In the landmark observational study by Amato et al[11] that analyzed over 3000 patients with ARDS, driving pressure was examined as an independent variable for predicting outcomes in ARDS. Using a statistical approach, they concluded that driving pressure was the variable most strongly associated with survival, and reductions in tidal volume or increases in positive end-expiratory pressure were beneficial only if associated with a decrease in ∆P. Therefore, ∆P is determined by variables already known to affect mortality in ARDS. Results from a meta-analysis of observational data suggests that a reduction in driving pressure is associated with a 20% reduction in the relative risk of death[11]. Compliance (the inverse of elastance) reflects the severity and extent of lung injury. Interestingly, they observed that the aerated lungs in patients with ARDS were “small” rather than “stiff,” with nearly normal compliance in the preserved areas. Driving pressures were the surrogate for cyclic lung strain imposed on ventilated and preserved lung units. Amato et al[11] hypothesized that the functional lung size of a diseased lung is better quantified by its compliance than the predicted ideal body weight. However, this study was interpreted only in patients without spontaneous respiration and did not account for patients with low chest wall compliance.

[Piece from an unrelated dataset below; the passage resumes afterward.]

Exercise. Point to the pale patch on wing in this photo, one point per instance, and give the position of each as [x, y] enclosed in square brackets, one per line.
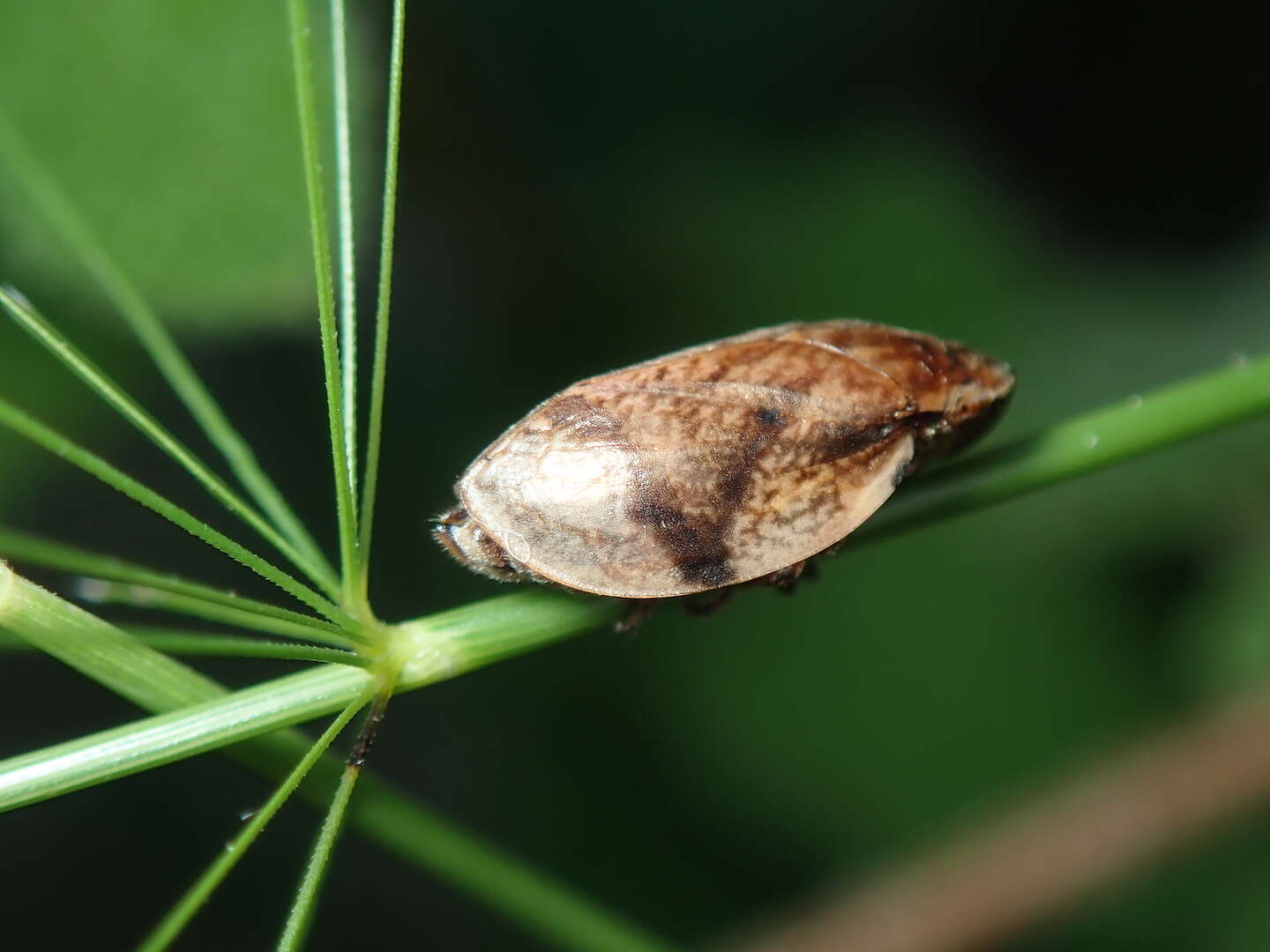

Zaidi et al[12] studied the use of driving pressures in MV as a protective strategy in improving the survival of patients with ARDS. Driving pressure is the difference between the end-inspiratory airway pressure, also known as plateau pressure, and the PEEP in the absence of spontaneous respirations. ∆P is effectively the pressure required to keep the alveoli open. Numerous trials and articles have shown that limiting tidal volume and plateau pressures while providing high PEEP can improve survival in patients with ARDS, demonstrating the importance of respiratory mechanics[13]. Because driving pressure is the tidal increase in static transpulmonary pressure, it is essentially proportional to tidal volume and inversely proportional to compliance. The authors compared various trials that demonstrated increased mortality from increased driving pressures. In their review, Zaidi et al[12] included important studies conducted by Blondonnet et al[14], which showed that delta pressure as a predictor of ARDS development, and Haudebourg et al[15], which demonstrated that delta pressure-targeted ventilation significantly reduced mechanical power, representing the energy applied to the respiratory system by the ventilator and considered a surrogate for the risk of VILI[16-18].

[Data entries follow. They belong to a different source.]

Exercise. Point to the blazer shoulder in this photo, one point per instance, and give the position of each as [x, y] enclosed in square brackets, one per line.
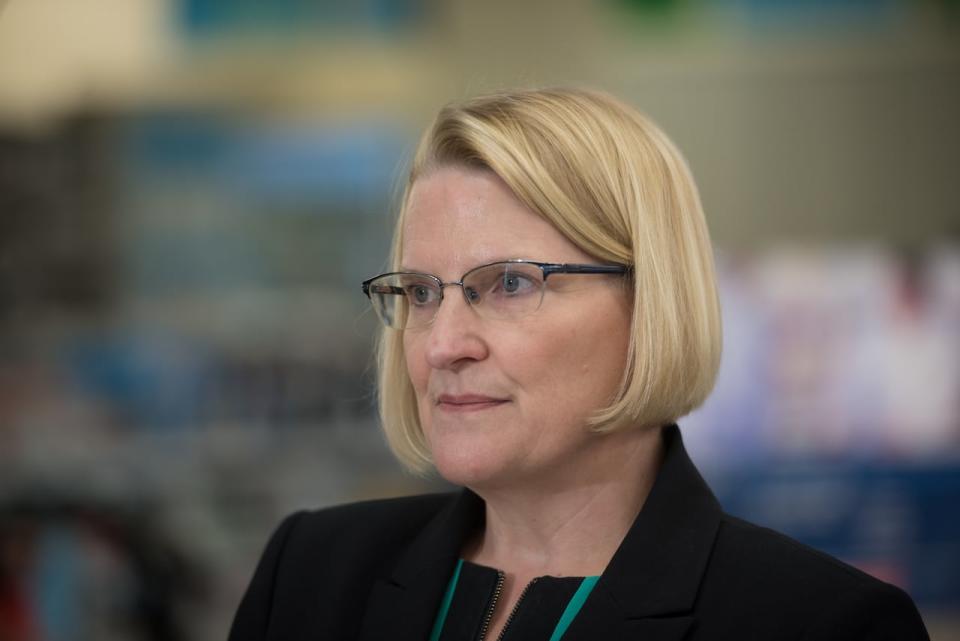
[781, 580]
[366, 525]
[761, 548]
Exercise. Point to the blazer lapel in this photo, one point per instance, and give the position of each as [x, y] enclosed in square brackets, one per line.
[650, 586]
[647, 592]
[404, 605]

The authors also brought up the concept of the “baby lung,” which was also hypothesized by Amato et al[11], wherein a portion of the lung in patients with ARDS collapses or floods and does not participate in gas exchange, leaving the rest of the lung (i.e., the “baby lung”) as the only portion that participates in gas exchange. Therefore, limiting driving pressures may be a method to scale the delivered breath to the size of the lung available to participate in gas exchange rather than scaling to body size, which may be less biologically relevant. Although the concept of limiting ΔP is appealing, the question of whether manipulating ΔP rather than tidal volume is more beneficial remains controversial.

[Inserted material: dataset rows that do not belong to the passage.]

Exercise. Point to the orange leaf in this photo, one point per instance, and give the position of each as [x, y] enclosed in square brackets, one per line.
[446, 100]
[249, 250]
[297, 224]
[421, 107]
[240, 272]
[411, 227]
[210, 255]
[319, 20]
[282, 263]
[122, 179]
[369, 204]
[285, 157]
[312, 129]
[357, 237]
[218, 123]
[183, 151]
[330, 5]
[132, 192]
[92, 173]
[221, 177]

A major limitation of the use of driving pressure is its dependence on the properties of the whole respiratory system rather than just the lungs. External to the lungs, the chest wall and abdomen influence driving pressure parameters; this influence could be misleading because chest wall properties do not reflect an increased risk of lung injury. This is commonly observed in cases of increased intraabdominal pressure due to obesity, ascites, and abdominal insufflation. When external properties are abnormal, a direct measurement of transpulmonary pressure is required to appropriately quantify the damaging stress applied to the lungs from MV.

CONCLUSION

In conclusion, the goal of MV is to relieve the excessive workload of breathing and improve gas exchange without inducing iatrogenic lung injury.